Page → Provider → Table/Modal hierarchy

mermaid
graph TD
  Nav[Navigation.tsx]
  Nav --> ProvidersPage[/agent-network/providers/]
  Nav --> PoliciesPage[/agent-network/policies/]
  Nav --> GuardrailsPage[/agent-network/guardrails/]
  Nav --> ObsPage[/agent-network/observability/]

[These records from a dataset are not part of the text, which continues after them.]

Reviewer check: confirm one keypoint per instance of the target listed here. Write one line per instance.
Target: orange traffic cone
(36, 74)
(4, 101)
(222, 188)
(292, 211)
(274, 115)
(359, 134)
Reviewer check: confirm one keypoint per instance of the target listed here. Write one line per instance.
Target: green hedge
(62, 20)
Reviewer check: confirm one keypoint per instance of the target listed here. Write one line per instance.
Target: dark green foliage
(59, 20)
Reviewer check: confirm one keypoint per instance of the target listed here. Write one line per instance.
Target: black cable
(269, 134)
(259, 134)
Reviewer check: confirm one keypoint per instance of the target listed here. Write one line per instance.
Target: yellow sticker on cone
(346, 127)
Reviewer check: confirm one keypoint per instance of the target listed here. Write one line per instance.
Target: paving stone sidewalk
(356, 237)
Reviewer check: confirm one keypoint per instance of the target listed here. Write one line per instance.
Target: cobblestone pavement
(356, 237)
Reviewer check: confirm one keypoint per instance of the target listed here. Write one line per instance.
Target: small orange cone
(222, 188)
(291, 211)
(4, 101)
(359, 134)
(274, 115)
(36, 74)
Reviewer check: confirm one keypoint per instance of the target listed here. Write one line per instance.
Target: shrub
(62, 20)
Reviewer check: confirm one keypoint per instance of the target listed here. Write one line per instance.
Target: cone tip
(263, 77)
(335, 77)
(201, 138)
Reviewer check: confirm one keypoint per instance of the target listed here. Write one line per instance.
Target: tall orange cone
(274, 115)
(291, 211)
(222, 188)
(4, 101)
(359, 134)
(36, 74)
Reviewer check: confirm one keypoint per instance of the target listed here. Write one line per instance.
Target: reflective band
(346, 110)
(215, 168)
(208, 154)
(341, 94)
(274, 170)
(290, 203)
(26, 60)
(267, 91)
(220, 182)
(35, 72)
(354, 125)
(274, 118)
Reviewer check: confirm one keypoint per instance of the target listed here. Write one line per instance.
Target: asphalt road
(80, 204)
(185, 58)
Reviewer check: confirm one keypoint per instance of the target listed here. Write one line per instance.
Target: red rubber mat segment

  ProvidersPage --> AIPP1[AIProvidersProvider]
  PoliciesPage --> AIPP2[AIProvidersProvider]
  GuardrailsPage --> AIPP3[AIProvidersProvider]
  ObsPage --> AIPP4[AIProvidersProvider]
  ObsPage -.wraps.-> GroupsProvider
  ObsPage -.wraps.-> PeersProvider

  AIPP1 --> ProvTable[AgentProvidersTable]
  ProvTable --> ProvModal[AIProviderModal]
  AIPP2 --> PolTable[AgentPoliciesTable]
  PolTable --> PolModal[AgentPolicyModal]
  PolModal --> PolGuardTab[AgentPolicyGuardrailsTab]
  PolModal --> PolLimitsTab[AgentPolicyLimitsTab]
  PolGuardTab --> GuardBrowse[AgentGuardrailBrowseModal]
  PolGuardTab --> GuardModal[AgentGuardrailModal]
  AIPP3 --> GuardTable[AgentGuardrailsTable]
  GuardTable --> GuardModal
  AIPP4 --> Tabs[Tabs]
  Tabs --> AccessLog[AgentAccessLogTable]
  Tabs --> Consumption[AgentConsumptionPanel]
  Tabs --> BudgetRules[AgentBudgetRulesTable]
  Tabs --> AccountCtl[AgentAccountControlsCard]
  BudgetRules --> BudgetModal[AgentBudgetRuleModal]
  BudgetModal -.reuses.-> PolLimitsTab

AI Observability tab page

mermaid
graph LR
  Page[AIObservabilityPage] --> RA[RestrictedAccess
permission.services.read]
  RA --> GP[GroupsProvider]
  GP --> PP[PeersProvider]
  PP --> AIP[AIProvidersProvider]
  AIP --> Tabs[Tabs / TabsList]
  Tabs --> T1[Access Logs
AgentAccessLogTable]
  Tabs --> T2[Budget Dashboard
AgentConsumptionPanel]
  Tabs --> T3[Budget Settings
AgentBudgetRulesTable]
  Tabs --> T4[Log Settings
AgentAccountControlsCard]
  T1 -.GET.-> EP[/events/proxy?agent_network=true/]
  T2 -.GET poll 5s.-> CONS[/agent-network/consumption/]
  T3 -.GET/PUT.-> BR[/agent-network/budget-rules/]
  T4 -.GET/PUT.-> ST[/agent-network/settings/]

Data fetch path

mermaid
graph TD
  Page[Page component] --> Prov[AIProvidersProvider]
  Prov -->|useFetchApi| SWR[(SWR cache
key = URL)]
  SWR -.GET.-> P[/agent-network/providers/]
  SWR -.GET.-> POL[/agent-network/policies/]
  SWR -.GET.-> G[/agent-network/guardrails/]
  SWR -.GET.-> BR[/agent-network/budget-rules/]
  SWR -.GET ignoreError.-> ST[/agent-network/settings/]
  SWR -.GET.-> CAT[/agent-network/catalog/providers/]
  SWR -.GET pageSize=100.-> EVT[/events/proxy agent_network=true/]
  Prov --> Mut[useApiCall.post/put/del]
  Mut -.on success.-> MutateSWR[SWR mutate keys]
  Prov --> Children[Tables / Modals via useAIProviders]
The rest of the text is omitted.